The recent surge in stock prices of major US technology companies, driven by excitement surrounding artificial intelligence (AI), has raised concerns about the sustainability of these valuations.
A select group of companies, known as the "Magnificent 7" and including Apple, Nvidia, Microsoft, Amazon, Alphabet, Meta, and Tesla, dominate the market landscape and contribute significantly to overall valuations. José Antonio Blanco, Chief Investment Officer of Third-Party Business Switzerland and Head of Multi-Asset Management at Swiss Life Asset Managers, cautions that the influence of these companies on valuations is alarming. Without their contributions, the price-to-earnings (P/E) ratio of US large caps would only be slightly above average, suggesting that the broader market may be more reasonably valued than it appears.

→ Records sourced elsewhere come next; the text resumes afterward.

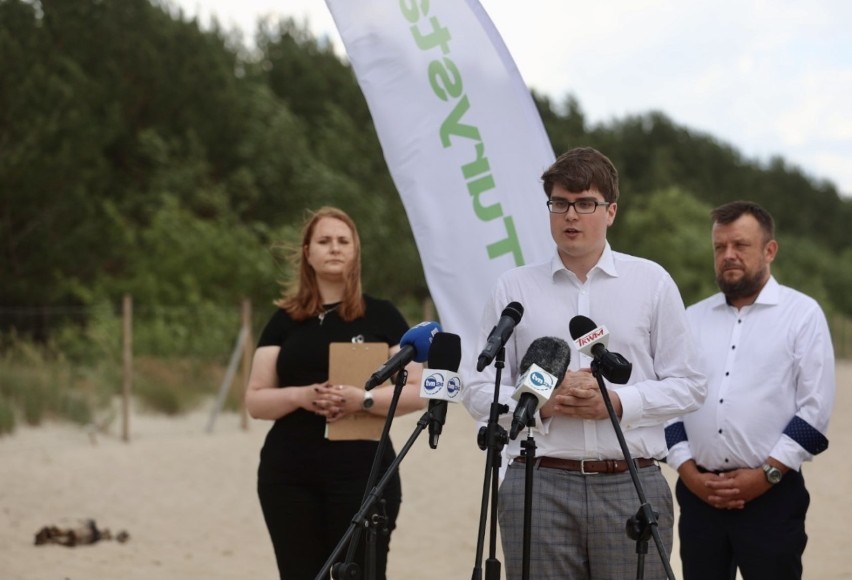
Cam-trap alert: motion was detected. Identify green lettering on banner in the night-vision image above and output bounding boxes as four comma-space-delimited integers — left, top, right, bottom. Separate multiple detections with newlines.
399, 0, 524, 266
488, 216, 524, 266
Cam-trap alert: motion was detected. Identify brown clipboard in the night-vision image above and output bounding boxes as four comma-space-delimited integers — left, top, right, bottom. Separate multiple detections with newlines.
326, 342, 389, 441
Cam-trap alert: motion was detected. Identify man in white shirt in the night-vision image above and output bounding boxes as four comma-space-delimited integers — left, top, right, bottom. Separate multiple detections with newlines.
465, 148, 706, 580
666, 201, 835, 580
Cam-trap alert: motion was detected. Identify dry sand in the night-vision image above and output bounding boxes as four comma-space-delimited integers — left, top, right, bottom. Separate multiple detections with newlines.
0, 362, 852, 580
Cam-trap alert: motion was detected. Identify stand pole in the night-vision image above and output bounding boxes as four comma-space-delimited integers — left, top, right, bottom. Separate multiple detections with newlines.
591, 359, 675, 580
471, 348, 509, 580
521, 430, 536, 580
316, 369, 412, 580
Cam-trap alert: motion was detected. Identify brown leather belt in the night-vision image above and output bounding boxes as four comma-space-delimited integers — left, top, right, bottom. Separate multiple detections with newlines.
515, 456, 657, 474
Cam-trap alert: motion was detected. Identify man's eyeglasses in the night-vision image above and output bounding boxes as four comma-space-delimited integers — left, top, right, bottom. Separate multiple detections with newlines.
547, 199, 611, 213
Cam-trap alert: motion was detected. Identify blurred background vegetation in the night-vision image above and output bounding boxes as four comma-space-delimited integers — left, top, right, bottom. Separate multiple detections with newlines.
0, 0, 852, 434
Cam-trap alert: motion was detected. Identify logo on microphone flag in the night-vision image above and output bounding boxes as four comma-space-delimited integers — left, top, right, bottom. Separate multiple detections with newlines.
420, 370, 462, 401
326, 0, 554, 353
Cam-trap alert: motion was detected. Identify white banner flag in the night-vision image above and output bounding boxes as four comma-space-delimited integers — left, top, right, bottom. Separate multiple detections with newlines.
326, 0, 554, 356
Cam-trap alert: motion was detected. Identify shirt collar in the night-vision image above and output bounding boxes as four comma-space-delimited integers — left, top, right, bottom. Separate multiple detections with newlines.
550, 241, 618, 278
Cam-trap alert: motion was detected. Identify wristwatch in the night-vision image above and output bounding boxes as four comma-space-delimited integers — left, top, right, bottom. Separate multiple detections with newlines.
763, 463, 784, 485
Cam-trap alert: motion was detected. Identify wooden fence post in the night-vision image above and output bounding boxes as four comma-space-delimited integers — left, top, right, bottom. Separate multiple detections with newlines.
237, 299, 254, 431
121, 294, 133, 441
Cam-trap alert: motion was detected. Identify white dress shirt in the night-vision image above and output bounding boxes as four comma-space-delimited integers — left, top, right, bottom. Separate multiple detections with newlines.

While there is optimism about AI's potential to revolutionize industries, Blanco argues that it does not provide a solid foundation for justifying the high valuations of these tech stocks. The future impact of AI on corporate growth and profitability is uncertain, with varying estimates of its contribution to economic growth. Blanco highlights several hurdles that could impede the advancement of AI, including energy requirements, data needs, and rising implementation costs. These factors raise questions about the economic viability of AI applications, especially as regulatory scrutiny increases.
Blanco warns that a market correction is inevitable, as investors may no longer accept the inflated valuations of the "Magnificent 7." This correction could have widespread implications, given the US market's significant share of global market capitalization. However, the outlook for equities in 2025 remains cautiously optimistic, with attractive valuations in many segments of the market. While the current market may be overheated, there are still areas of potential growth for investors to consider.
In summary, the excitement surrounding AI has driven stock prices higher, but the sustainability of this rally is under scrutiny. Investors need to remain vigilant and discerning in their approach to equity investments as the market navigates these challenges.